DOSSIER: Warum eigentlich "Punkpastoral"? (Teil 1)

Als ich unlängst unter der Überschrift "Hl. Simon und Hl. Judas, bittet für uns!" eine "Drei-Jahres-Bilanz in Sachen Punkpastoral" veröffentlichte, wurde mal wieder – wie es mir früher schon häufiger gegangen ist – die Frage an mich herangetragen, wieso ich die von mir betriebene und auf meinem Blog propagierte Spielart des Laienapostolats eigentlich ausgerechnet Punkpastoral nenne. Nun bin ich einerseits eigentlich der Meinung, dazu schon öfter etwas gesagt zu haben, aber andererseits erinnern mich solche Anfragen immer daran, dass ich eigentlich schon längst mal vorhatte, diese Frage mal gründlich und systematisch zu beantworten – nämlich in Form eines "Dossier"-Artikels, wie ich auch schon zum Thema "Erstkommunion" einen vorgelegt habe. 

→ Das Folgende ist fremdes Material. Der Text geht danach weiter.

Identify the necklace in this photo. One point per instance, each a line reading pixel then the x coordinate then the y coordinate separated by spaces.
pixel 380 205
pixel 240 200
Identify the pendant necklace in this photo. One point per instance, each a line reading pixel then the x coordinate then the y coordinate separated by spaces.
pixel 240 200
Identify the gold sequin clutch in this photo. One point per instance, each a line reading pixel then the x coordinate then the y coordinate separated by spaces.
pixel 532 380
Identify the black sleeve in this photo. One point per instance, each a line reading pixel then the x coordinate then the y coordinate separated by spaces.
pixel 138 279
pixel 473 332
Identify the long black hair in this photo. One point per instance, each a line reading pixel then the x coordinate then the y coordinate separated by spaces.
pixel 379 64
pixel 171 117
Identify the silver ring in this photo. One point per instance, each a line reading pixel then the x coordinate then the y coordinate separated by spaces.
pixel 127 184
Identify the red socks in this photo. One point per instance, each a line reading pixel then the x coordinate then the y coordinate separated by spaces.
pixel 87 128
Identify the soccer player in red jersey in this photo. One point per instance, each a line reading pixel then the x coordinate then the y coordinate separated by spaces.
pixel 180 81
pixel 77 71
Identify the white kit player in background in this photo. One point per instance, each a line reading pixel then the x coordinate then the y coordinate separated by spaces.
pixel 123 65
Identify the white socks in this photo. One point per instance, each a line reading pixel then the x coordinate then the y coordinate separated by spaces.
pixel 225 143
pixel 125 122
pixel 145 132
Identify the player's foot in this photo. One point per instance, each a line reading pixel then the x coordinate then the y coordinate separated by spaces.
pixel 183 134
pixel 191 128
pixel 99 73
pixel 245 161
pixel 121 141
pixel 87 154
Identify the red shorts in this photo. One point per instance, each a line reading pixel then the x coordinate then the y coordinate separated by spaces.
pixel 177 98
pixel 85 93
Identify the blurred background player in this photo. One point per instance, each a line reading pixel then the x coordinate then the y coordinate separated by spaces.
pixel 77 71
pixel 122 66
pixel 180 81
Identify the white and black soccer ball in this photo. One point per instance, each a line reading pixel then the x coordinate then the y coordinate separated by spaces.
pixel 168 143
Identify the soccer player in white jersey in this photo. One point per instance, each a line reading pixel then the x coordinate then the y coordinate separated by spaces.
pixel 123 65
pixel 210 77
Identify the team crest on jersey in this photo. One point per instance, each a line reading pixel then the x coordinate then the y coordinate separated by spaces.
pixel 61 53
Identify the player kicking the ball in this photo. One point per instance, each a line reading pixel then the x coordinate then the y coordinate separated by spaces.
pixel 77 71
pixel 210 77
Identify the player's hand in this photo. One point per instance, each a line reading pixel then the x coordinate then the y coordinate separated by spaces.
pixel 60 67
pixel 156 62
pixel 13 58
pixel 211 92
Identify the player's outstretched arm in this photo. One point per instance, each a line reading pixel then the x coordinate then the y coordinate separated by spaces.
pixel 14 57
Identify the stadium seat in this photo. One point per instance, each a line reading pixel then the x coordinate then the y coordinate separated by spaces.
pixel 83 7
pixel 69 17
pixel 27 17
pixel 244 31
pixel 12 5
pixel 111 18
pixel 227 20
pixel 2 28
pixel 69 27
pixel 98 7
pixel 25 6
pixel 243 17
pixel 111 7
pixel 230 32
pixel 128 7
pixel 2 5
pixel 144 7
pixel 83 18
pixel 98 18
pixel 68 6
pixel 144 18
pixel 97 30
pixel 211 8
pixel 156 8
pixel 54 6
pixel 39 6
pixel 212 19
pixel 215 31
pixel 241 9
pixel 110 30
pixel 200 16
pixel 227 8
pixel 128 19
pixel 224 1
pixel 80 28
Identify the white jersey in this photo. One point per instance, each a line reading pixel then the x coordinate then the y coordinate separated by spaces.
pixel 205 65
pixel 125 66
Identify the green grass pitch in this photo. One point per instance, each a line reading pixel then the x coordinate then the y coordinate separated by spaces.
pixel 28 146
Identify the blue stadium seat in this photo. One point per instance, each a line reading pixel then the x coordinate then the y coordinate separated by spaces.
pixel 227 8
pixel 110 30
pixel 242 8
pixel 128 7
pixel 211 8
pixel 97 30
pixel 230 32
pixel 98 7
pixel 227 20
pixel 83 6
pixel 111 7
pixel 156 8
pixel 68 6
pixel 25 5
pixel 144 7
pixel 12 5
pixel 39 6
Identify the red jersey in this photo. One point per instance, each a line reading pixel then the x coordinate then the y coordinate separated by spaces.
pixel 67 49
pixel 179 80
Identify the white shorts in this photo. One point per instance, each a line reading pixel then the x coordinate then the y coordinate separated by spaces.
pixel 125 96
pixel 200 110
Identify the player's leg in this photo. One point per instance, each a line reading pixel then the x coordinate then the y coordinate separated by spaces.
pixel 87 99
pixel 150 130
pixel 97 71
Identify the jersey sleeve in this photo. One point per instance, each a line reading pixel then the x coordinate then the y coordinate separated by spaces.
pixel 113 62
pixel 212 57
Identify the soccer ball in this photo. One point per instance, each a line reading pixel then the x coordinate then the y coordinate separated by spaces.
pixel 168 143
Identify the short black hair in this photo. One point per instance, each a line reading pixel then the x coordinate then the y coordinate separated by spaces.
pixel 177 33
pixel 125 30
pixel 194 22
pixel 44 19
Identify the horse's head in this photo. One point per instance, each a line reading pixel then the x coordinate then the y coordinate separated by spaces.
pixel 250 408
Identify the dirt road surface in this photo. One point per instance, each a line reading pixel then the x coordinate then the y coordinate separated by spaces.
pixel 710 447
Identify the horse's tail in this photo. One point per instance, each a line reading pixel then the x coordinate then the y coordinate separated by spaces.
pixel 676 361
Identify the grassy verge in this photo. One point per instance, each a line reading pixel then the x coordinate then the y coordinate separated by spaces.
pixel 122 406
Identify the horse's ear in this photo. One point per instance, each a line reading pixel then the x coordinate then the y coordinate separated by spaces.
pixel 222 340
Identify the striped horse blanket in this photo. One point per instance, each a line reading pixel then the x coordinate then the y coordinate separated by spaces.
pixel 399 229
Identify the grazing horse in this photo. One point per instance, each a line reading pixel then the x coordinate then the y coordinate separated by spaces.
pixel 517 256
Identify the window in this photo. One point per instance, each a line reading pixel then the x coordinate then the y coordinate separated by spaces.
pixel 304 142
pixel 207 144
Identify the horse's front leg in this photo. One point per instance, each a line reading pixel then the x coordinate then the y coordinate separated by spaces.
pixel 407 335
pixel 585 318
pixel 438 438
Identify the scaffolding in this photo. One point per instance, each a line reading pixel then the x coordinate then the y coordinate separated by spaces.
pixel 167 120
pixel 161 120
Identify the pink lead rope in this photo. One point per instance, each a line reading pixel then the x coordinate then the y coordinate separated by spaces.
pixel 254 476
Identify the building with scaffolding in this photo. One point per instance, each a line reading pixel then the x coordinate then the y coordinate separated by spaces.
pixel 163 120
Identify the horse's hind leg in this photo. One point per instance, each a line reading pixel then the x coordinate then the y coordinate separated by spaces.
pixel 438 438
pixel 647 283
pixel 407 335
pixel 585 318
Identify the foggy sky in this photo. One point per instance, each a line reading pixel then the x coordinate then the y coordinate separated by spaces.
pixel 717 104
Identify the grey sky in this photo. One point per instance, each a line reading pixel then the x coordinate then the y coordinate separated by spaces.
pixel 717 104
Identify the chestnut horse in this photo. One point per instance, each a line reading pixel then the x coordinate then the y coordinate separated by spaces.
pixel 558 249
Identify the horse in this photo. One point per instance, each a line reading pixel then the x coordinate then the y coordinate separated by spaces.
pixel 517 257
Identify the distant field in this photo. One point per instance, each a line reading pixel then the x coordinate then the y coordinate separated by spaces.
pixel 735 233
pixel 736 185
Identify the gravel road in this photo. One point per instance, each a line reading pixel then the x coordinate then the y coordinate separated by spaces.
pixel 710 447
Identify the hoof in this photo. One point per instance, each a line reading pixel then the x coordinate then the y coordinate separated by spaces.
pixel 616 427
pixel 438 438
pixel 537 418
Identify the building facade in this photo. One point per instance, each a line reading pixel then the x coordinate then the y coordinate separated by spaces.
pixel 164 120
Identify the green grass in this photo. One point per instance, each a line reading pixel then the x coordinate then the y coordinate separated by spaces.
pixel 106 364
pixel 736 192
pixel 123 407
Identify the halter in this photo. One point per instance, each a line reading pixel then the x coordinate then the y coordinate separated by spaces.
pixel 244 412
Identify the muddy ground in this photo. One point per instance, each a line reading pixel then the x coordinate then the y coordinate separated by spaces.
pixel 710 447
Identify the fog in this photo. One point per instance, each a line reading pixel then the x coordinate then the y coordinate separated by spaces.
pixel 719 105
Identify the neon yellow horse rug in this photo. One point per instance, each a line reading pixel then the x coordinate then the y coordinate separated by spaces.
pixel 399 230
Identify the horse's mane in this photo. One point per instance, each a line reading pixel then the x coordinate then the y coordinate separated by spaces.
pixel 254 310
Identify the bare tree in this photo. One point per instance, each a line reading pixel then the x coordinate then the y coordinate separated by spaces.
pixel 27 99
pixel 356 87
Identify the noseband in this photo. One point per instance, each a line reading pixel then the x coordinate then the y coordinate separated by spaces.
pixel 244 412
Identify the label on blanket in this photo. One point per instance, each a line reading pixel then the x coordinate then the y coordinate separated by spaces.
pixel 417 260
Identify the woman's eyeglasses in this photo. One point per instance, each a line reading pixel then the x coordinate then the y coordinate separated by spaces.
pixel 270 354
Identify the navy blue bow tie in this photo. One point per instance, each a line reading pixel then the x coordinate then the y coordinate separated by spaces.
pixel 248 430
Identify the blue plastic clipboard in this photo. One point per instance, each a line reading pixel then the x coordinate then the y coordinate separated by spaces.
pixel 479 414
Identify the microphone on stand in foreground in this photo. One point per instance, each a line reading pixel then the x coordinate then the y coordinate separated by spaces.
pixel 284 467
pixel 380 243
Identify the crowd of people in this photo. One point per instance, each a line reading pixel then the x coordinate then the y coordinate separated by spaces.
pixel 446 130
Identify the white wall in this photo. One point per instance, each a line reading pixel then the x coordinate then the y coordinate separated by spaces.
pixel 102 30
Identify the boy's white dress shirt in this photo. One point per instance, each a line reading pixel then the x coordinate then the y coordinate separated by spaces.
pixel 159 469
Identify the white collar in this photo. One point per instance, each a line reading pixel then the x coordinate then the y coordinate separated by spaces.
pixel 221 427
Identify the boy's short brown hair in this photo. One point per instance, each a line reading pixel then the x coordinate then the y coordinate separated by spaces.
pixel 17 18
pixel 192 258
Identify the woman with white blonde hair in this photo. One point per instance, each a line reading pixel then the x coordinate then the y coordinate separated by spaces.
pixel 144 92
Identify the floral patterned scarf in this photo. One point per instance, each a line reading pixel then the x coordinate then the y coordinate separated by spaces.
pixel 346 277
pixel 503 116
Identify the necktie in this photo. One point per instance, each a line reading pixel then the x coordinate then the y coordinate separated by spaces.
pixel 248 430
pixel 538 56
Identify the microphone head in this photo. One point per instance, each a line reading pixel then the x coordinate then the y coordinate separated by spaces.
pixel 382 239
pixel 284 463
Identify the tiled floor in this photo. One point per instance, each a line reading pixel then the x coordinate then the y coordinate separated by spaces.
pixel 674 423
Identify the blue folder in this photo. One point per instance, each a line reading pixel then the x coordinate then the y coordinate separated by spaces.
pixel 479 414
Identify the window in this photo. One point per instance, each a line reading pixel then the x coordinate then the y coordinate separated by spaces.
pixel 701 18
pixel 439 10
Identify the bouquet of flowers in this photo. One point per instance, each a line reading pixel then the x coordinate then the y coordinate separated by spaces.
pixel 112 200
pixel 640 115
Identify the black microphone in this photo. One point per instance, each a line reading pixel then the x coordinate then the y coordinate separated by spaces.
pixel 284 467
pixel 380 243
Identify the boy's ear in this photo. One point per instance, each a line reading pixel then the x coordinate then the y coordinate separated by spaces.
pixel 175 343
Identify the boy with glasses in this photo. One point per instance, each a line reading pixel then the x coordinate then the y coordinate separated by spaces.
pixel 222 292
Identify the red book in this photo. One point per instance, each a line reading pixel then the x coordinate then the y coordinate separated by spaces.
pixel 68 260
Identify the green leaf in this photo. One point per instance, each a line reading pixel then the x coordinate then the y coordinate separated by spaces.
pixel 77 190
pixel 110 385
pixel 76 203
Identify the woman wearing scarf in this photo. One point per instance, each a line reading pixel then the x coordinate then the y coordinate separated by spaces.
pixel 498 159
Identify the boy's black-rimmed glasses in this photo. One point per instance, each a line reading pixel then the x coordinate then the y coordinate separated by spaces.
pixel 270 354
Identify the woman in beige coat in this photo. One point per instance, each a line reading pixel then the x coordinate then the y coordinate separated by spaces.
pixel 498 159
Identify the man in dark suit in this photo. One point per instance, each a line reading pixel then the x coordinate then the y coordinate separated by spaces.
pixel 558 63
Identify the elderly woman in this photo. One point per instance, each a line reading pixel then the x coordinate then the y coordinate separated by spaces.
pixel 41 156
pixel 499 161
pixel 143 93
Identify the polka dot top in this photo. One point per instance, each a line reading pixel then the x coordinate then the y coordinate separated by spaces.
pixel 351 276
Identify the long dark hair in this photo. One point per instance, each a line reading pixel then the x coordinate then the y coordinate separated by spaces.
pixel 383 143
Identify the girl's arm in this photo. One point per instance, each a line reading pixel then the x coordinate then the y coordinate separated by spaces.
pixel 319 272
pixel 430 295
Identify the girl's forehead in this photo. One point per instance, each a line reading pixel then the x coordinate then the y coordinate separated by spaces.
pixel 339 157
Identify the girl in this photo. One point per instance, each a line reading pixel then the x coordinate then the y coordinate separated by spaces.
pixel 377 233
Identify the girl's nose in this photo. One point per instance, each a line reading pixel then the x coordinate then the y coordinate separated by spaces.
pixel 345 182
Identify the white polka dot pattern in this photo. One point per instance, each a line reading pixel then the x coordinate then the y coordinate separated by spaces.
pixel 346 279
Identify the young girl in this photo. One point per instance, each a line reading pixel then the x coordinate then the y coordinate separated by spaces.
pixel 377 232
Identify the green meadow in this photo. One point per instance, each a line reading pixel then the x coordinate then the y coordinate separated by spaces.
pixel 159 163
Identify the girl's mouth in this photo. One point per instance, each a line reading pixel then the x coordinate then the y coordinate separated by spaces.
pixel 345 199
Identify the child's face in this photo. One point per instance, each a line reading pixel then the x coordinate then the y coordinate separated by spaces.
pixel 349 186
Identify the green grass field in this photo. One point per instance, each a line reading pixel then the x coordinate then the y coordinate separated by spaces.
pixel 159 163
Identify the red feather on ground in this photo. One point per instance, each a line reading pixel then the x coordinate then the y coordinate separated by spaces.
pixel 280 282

Tatsächlich hatte ich auch schon seit längerer Zeit einen Entwurf zu einem solchen Dossier "Warum eigentlich Punkpastoral?" in der digitalen Schublade; dass dieser Entwurf allerdings so lange halbfertig liegen geblieben ist, hat wohl wesentlich damit zu tun, dass er thematisch viel zu breit angelegt war (was wohl insgesamt nicht untypisch für mich ist). Ich habe mich daher bemüht, das Konzept für diesen Dossier-Artikel gründlich zu entrümpeln – und habe dabei aus dem ursprünglich dafür zusammengetragenen Material ausreichend Stoff für noch zwei weitere Dossiers gewonnen, nämlich eins zum Thema "Gemeindeaufbau Gemeindeerneuerung" und eins zum Thema "Pfarrhausfamilie".

Aber fangen wir mal vorne an – also chronologisch. Das Schlagwort "Punkpastoral", in einem Wort geschrieben, taucht in meinem Blog erstmals im Mai 2017 auf; mit Bindestrich, also als "Punk-Pastoral", schon deutlich früher, nämlich im September 2016, unmittelbar nachdem meine Liebste und ich von unserem gemeinsamen Jakobsweg nach Berlin zurückgekehrt waren. Die Ansätze zu dem mit diesem Schlagwort bezeichneten Konzept sind aber nochmals um einige Monate älter; ich würde sagen, es ist wohl ganz normal, dass, wenn man anfängt, Konzeptideen (welcher Art auch immer) zu sammeln, ein griffiger Name für das Konzept nicht das allererste ist, was man sich überlegt.

Einen recht brauchbaren Überblick über die Anfänge des Konzepts und seiner praktischen Umsetzung bietet allerdings der Artikel "Drei Jahre Punkpastoral!" von 2019, den man insofern schon als eine Vorstufe zu diesem Dossier betrachten kann. Allerdings ist dieser Artikel ausgesprochen "theorieschwach": Man erfährt kaum etwas darüber, was meine Liebste und ich uns unter "Punkpastoral" vorstell(t)en und was es mit dieser Bezeichnung auf sich hat. Immerhin verweist er aber auf eine Reihe anderer thematisch relevanter Artikel, darunter drei aus dem Juni/Juli 2016, von denen man sagen kann, dass sie den Beginn der Punkpastoral-Saga dokumentieren.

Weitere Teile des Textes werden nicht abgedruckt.